One of my passions is teaching performance and it is interesting to see students not realize the difference between instrumentation based profilers and sample based profilers.  In fact you might be wondering what the difference is now.  If you are keep reading.

There are a couple of classes or profilers and instrumentation;

Sample based - These are profilers that run without modifying the binaries they gather measurementation on.  Typically time (cpu cycles) are used to determine when to take a sample.  A sample can be a stack trace, current performance counters, or anything else for that matter.  Sampling can also be done on events other than time like system calls, L2 cache miss, ...  When the preset value of time expires or the set number of L2 cache misses happens a sample is taken.

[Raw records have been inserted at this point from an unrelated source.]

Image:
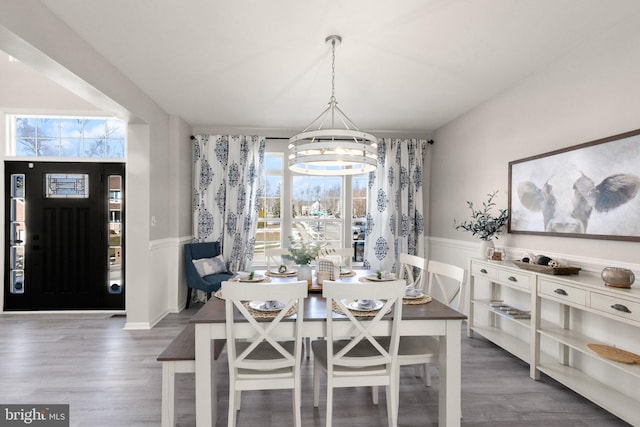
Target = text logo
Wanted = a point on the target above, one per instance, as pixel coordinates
(34, 415)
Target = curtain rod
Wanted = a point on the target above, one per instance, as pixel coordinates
(430, 142)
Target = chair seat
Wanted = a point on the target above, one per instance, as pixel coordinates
(214, 281)
(262, 352)
(362, 350)
(413, 346)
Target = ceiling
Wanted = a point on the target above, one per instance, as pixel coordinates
(403, 67)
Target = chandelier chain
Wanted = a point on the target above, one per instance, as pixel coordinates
(333, 71)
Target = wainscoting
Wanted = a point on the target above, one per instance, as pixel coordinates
(110, 377)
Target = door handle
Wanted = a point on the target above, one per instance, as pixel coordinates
(621, 307)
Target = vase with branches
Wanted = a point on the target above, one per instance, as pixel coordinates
(483, 223)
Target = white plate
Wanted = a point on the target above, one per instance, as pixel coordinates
(256, 278)
(353, 305)
(262, 306)
(416, 296)
(289, 271)
(374, 277)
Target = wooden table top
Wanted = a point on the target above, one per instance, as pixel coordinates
(315, 308)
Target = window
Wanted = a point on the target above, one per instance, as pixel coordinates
(66, 137)
(316, 204)
(268, 234)
(327, 208)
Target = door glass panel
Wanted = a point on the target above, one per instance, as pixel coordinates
(115, 234)
(17, 235)
(70, 186)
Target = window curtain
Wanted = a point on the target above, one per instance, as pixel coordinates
(395, 207)
(226, 171)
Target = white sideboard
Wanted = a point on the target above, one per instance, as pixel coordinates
(574, 295)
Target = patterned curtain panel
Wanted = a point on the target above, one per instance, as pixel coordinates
(225, 194)
(395, 217)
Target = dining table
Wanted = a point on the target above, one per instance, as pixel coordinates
(428, 319)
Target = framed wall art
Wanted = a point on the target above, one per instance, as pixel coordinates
(591, 190)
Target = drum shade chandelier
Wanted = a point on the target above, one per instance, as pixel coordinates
(332, 150)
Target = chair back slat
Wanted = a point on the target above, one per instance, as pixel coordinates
(449, 280)
(362, 331)
(413, 268)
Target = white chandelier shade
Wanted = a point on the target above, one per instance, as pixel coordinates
(332, 150)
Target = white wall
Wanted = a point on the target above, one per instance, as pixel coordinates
(591, 93)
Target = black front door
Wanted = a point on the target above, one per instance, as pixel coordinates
(66, 245)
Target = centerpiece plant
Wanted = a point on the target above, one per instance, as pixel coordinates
(302, 253)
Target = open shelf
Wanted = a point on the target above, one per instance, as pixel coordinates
(508, 342)
(605, 396)
(578, 341)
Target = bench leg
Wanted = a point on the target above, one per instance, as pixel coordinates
(188, 297)
(168, 394)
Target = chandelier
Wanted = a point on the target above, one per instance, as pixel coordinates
(332, 150)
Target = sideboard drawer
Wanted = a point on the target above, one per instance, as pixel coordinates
(616, 306)
(490, 273)
(562, 292)
(516, 279)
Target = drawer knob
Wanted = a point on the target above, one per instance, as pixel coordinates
(621, 307)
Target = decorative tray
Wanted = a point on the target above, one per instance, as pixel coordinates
(561, 270)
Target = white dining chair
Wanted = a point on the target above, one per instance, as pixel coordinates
(351, 355)
(420, 350)
(261, 355)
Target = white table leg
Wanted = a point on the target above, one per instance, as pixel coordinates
(449, 399)
(206, 413)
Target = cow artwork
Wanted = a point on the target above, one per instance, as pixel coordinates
(567, 199)
(589, 190)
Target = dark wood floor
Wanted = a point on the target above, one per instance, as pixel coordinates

Instrumentation based profilers - These profilers will modify your binary typically around function entry / exit to gather call stacks.  Just like sample based profilers other information can be collected as well.

Global - Refers to tools that look at the overall performance of systems like the OS + application.

Code level - Refers to profilers that just look at a particular application.  This is what is provided with Visual Studio Team Suite Profilers.

When to use sample vs instrumenation based profilers:

Sample based - Good for CPU bound problems,

Instrumentation based profilers - Good for I/O, idle wait, memory, ...

Which tools exist for Windows?

Sample based profilers - Visual Studio Team Suite Profilers (aka F1), CLRProfiler, PerfMon, ETW (see logman.exe to control), ...

Instrumentation based profilers - Visual Studio Team Suite Profilers (aka F1)

 VTune from Intel and AMD CodeAnalyst are also good profilers. 

Word of caution...

Before diving into Visual Studio Team Suite or other code level profilers you should really start with a gobal performance tool to make sure the problem is in your code.  All too often people spend days profiling their code to find the perfomance issue somewhere else in the system due to an unexpected interaction.  Try tools like Perfmon and ETW (future post) first.

So which is better?

I think the answer really depends on the type of performance issue you are trying to solve.  If most of your problems are with CPU then a sample based profiler is the way to go but you are unlikely to find an I/O issue.

Happy perf hunting...

  Tony